早く経験を積みたいという悔しさに似た焦燥もあるが、今までの自信や努力が砂のように崩壊する不安も常に付きまとう。
「それは家の事情の違いだと思いますわ。うちは貴族家と言っても職人よりですから。それに両親に言わせれば、私はまだまだ表面だけで分かった気になっている駆け出しらしいです」
「でも、こうやって一人前の仕事をなさるのですもの。本当に刺繍の手が速くて驚きました」
出来上がりの完成度については、マリアの刺繍だってドロテアに劣るものではない。だが、その速度については完全にドロテアの方が上であり、その速度でこの出来栄えと思うと教養ではなく仕事として既に確立しているドロテアの腕前には、ただただ感嘆するばかりであった。

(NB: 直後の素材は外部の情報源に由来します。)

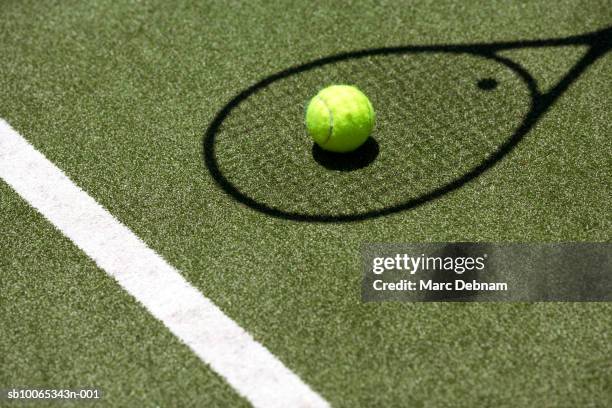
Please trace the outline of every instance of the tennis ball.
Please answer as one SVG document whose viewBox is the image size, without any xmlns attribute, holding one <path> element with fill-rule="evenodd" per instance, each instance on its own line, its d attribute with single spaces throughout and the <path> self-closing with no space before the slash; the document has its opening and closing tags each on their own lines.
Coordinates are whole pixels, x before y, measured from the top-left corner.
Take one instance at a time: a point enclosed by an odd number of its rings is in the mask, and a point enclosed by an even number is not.
<svg viewBox="0 0 612 408">
<path fill-rule="evenodd" d="M 323 150 L 350 152 L 361 146 L 374 127 L 374 109 L 368 97 L 349 85 L 328 86 L 306 109 L 306 128 Z"/>
</svg>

「速さがなければ仕事になりませんもの。それに費やした時間が違いますわ、マリア様に負けるようでは勘当されてしまいます」
「それもそうですわね」
冗談めかして笑うドロテアに、マリアも気を取り直して微笑み返した。
「ねえ、今度はマリア様のことを聞かせてくださいませ」
話を振ってくれたドロテアに、迷いながら自らの生い立ちを話す。幼い頃から跡取り教育で勉強は人一倍頑張ってきたこと、けれど過保護な環境で友人が一人もいなかったこと、だから友人というものに人一倍の憧れがあったこと。

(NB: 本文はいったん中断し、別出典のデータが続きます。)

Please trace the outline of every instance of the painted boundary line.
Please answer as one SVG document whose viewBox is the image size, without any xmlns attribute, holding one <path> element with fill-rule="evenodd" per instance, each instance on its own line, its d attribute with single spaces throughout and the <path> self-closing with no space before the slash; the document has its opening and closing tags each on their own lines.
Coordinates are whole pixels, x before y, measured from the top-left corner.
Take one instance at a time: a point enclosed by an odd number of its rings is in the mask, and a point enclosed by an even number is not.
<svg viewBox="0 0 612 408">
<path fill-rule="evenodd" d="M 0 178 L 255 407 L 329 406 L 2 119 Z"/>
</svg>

刺繍を刺しながらだから、話すのも途切れ途切れになりがちだ。ゆっくり自分の過去を振り返って言葉にする作業は少し気恥ずかしい。
「ですから、あの控え室でドロテア様が話しかけて来てくださったこと、とても感謝しておりますの。わたくしから何方かに話し掛ける勇気はありませんでしたし」
自分から話しかけるということは、自分から名乗るということだ。何ら自分に恥じるところはないと言っても、刷り込まれた血筋の劣等感は度し難かった。
「マリア様」
「何でしょう?」
「もう私とマリア様は友人ですわよね?」
「え、ええ、わたくしはそう思っておりますわ」
「白状しますけれど、あの時私は下心満載でした」
「下心、ですか?」
「だって、それはもうお金が掛かっているのが丸わかりのご衣装でしたでしょう? その上に伝統にこの上なく忠実でいらっしゃったから」
そこで一旦ドロテアは言葉を切った。
マリアはといえば、なんだか似たようなやり取りをキースとしたことを思い出した。
それから少しの無言の時が流れる。
「伝統にうるさい古い名家のお金持ちとなれば、うちのお得意様候補だと思って飛びつきましたの」
「まあ。それではがっかりなさったのではなくて?」
社交は商機でもあるから、マリアには特段それで問題があるとは思えなかった。領地経営を考えれば、そこを疎かにできないことは明白だ。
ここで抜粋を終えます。